Finding your own limiting factor
FuturePundit has an interesting entry on working memory. It seems possible that, in addition to raw intelligence, or processing power, various other factors go into your mental performance, including working memory and long-term memory. To have complex thoughts you need to hold the various parts of the thought in your memory while having it. And to develop sophisticated skills you need to remember them for an extended period of time.
For anyone, no matter how smart or successful, one or another of these is probably the limiting factor in mental performance. If you knew what your own limiting factor was, you could focus your attention on it. This would be the most effective way to get better performance out of your brain. And, even if there are hard limits to improvement, you could make decisions about the types of tasks you would be best at and try to get work that lets you do those tasks most.
And, as time goes by and you get older, it would be useful to know where you are declining most.
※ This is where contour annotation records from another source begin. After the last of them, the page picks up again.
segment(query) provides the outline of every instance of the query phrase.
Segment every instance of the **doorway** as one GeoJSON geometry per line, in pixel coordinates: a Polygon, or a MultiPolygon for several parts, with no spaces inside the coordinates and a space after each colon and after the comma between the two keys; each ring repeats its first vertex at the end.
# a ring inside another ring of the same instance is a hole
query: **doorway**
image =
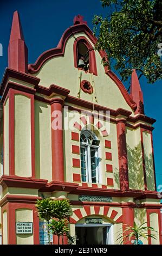
{"type": "Polygon", "coordinates": [[[76,225],[76,245],[113,244],[113,225],[76,225]]]}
You probably worked out ways of doing things when you were younger that suited the mental skills you had then. You are not likely to let these habits go, even though now, with a different set of inherent abilities, they are suboptimal.
Note, I say "useful" to know. Not cheering or delightful. Cognitive decline seems inevitable. But you can probably work out ways that that decline hits actual performance as little as possible. As in war, victories are nice, but successful fighting retreats are what take the real skill. As much as possible, our goal is to live to fight another day.